Time is the enemy in content conversion projects

All content conversion projects are time sensitive to one degree or another.

If you are a content aggregator, it is essential that your customers receive up to date information. For publishers of technical content migrating to a new authoring system or integrating a steady stream of OEM content into your own documentation set, converted content must be ready to meet publication deadlines, and must not add time-consuming tasks to the work of content creators.

Yet performing content conversion in a timely manner is beset with difficulties. You not only have to worry about the total conversion time of the overall project, but also about the development time for automating conversion processes, and the execution time of the processes themselves.

The 80/20 rule

The 80/20 rule applies to content conversion. You can do 80% of the task for 20% of the time and cost by automating the basic format conversion and ignoring all the special cases and exceptions. Often you can buy a tool or service to do the 80% out of the box, or with minimal configuration and scripting. But the remaining 20% of the conversion still has to be done, and if that is left to manual cleanup, the total conversion time will be unacceptably long.

No content conversion process is ever going to be perfect (including manual cleanup), but if you can improve the automated conversion process to perform at 99% or better, you can reach an acceptable level of data quality for most projects. To accomplish this, however, you are going to need to do a lot more development work on your conversion process to handle your unique content and business rules. Off-the-shelf tools are not going to suffice for the last 20%.

All in one shot

You can write conversion scripts to do the entire conversion in one pass through the data. However, this is going to create a very large and complex application that will be hard to develop and debug, and hard to maintain and adapt when new content sources or new business rules are introduced. The additional development time is going to mean that your total conversion time will once again be unacceptably long.

The step by step approach

To simplify development and maintenance of the conversion, you can break the conversion process up into multiple steps. You can’t simply take the output of the easy 80% conversion and automate the last 20%, because the easy 80% loses too much of the context that you will need to automate the last 20%. But you can break the process up into smaller steps. This will allow you to use different tools for each step, such as Perl, XSLT, or Java, whichever is best for a particular process.

This approach makes your conversion process more maintainable, but it is also much slower to execute and uses more resources because of the need to serialize and parse the content between each step, and the memory required to buffer the content between processes. And while the architecture is more flexible, there is a lot of extra code to write and debug in order to correctly serialize the output of each step, and then to parse it again for the next step. Overall, the total conversion time still suffers.

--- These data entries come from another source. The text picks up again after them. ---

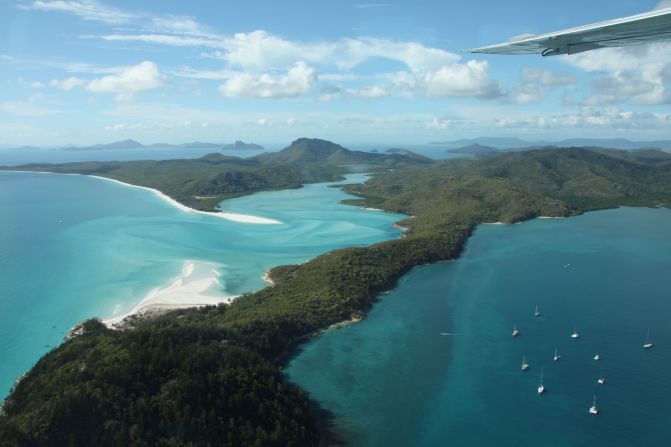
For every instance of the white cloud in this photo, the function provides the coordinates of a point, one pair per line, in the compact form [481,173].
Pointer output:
[86,9]
[441,123]
[26,109]
[300,79]
[638,73]
[135,79]
[259,50]
[546,78]
[609,118]
[67,84]
[179,24]
[459,80]
[527,93]
[371,92]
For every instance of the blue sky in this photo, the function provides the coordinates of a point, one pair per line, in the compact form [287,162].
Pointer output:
[88,71]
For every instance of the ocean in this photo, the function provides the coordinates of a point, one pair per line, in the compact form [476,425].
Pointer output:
[75,247]
[434,362]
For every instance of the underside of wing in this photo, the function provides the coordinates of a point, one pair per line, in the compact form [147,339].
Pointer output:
[634,30]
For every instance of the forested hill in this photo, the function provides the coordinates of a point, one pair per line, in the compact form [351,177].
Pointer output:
[204,182]
[212,376]
[315,151]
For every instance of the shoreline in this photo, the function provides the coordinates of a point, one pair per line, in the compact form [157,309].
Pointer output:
[235,217]
[195,286]
[243,218]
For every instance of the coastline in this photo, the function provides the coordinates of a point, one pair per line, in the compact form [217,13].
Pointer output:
[243,218]
[235,217]
[194,287]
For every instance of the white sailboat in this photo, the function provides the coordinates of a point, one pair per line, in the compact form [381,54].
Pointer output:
[525,365]
[648,343]
[575,334]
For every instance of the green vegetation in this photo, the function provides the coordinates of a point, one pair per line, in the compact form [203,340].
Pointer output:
[204,182]
[180,379]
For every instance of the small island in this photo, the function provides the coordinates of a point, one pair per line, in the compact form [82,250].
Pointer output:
[213,374]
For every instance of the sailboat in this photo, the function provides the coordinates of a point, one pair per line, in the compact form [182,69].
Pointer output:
[575,334]
[525,365]
[648,343]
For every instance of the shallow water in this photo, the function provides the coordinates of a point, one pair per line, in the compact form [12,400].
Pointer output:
[434,363]
[75,247]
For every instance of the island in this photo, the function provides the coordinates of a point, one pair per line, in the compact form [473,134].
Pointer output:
[212,375]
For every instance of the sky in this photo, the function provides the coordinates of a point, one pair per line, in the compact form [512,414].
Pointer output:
[355,72]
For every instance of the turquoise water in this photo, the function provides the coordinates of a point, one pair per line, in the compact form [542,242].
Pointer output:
[74,247]
[394,380]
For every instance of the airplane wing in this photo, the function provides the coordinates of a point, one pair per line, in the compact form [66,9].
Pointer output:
[633,30]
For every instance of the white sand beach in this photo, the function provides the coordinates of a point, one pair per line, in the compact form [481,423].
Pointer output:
[196,286]
[244,218]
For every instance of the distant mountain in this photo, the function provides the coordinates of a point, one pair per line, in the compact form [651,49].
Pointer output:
[132,144]
[516,143]
[315,151]
[474,149]
[397,150]
[197,145]
[125,144]
[242,146]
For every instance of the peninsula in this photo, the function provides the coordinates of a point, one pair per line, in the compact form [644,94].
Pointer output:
[213,375]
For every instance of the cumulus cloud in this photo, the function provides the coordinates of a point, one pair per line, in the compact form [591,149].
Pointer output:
[299,79]
[589,118]
[546,78]
[442,123]
[639,74]
[430,72]
[135,79]
[25,109]
[67,84]
[527,93]
[371,92]
[85,9]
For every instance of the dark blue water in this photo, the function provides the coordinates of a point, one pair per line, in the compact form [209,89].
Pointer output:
[395,380]
[75,247]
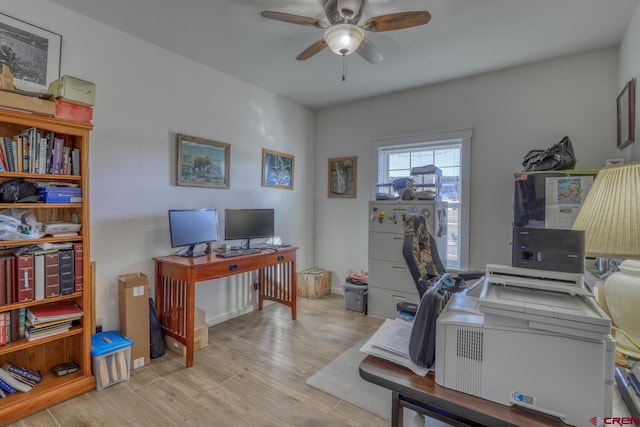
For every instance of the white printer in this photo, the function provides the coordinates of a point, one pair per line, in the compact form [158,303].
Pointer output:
[532,338]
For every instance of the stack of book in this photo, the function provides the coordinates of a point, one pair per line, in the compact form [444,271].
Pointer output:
[50,319]
[38,273]
[17,378]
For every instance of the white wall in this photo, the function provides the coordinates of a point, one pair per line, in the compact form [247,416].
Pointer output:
[145,95]
[629,69]
[510,111]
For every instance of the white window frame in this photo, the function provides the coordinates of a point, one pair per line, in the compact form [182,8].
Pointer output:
[462,135]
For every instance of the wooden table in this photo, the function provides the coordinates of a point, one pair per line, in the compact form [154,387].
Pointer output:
[176,277]
[423,395]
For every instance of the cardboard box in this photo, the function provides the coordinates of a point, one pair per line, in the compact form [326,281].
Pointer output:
[73,111]
[133,300]
[314,283]
[15,101]
[200,337]
[73,89]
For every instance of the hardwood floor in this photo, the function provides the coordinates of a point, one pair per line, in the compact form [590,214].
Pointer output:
[252,373]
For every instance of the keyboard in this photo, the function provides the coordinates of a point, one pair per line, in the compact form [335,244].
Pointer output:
[238,252]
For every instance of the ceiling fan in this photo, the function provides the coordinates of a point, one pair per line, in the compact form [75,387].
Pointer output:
[343,35]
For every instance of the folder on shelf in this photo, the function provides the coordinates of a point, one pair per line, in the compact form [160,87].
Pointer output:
[61,310]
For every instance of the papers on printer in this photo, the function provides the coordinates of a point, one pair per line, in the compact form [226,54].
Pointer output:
[391,342]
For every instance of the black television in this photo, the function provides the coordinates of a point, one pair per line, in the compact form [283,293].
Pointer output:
[191,227]
[247,224]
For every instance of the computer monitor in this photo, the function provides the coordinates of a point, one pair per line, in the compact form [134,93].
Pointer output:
[191,227]
[240,224]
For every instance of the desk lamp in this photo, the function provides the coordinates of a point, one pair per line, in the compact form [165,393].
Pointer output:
[610,217]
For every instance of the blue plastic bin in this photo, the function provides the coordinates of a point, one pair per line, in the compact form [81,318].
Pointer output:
[111,354]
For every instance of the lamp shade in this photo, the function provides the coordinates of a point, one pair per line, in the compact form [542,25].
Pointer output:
[610,217]
[610,214]
[343,39]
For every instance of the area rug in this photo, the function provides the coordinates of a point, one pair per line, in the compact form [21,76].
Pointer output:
[341,378]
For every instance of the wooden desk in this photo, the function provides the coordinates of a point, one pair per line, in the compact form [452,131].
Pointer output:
[423,395]
[176,277]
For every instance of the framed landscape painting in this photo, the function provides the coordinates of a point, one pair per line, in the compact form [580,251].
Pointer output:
[343,177]
[277,169]
[31,53]
[202,162]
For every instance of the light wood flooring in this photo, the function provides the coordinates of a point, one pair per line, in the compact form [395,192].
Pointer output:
[252,373]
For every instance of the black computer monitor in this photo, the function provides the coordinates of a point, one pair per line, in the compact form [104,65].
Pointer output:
[241,224]
[190,227]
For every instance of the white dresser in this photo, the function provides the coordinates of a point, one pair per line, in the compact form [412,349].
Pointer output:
[389,279]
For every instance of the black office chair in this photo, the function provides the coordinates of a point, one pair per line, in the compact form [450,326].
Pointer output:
[421,255]
[420,252]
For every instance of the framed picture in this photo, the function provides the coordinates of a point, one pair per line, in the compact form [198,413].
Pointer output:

OmniMark 10 conversion pipelines

With conventional tools, there is little more you can do to optimize the development process and/or the overall conversion time. With OmniMark 10, however, there is another option. OmniMark 10 allows you to create conversion pipelines which can be broken down into small steps without the need to serialize and parse the data between each conversion step.

How does it work?

Like some other tools, OmniMark 10 uses an event-based parsing approach. Unlike other tools, however, OmniMark 10 allows you to combine multiple parsing sources in a common parse event stream, and to generate parse events at each stage in the pipeline. Because each filter in the pipeline can catch incoming parse events and insert new parse events into the parse event stream, there is no need to serialize data between filters, which means the pipeline runs faster and uses fewer resources.

Solving the time crunch

Because there is no need to serialize and parse between each step, you can break the propcess down much more finely, which keeps each filter as simple as possible and allows you to build a library of reusable filters. This helps you to maintain and update your conversion pipeline with minimal effort and disruption. Because OmniMark 10 is a full-featured content processing platform, there is no need to use different programming languages for different parts of the process. All the capabilities you need for content processing are present in OmniMark 10.

Taken together, these features provide the solution to the content conversion time crunch: rapid development and rapid execution add up to rapid completion of the content conversion.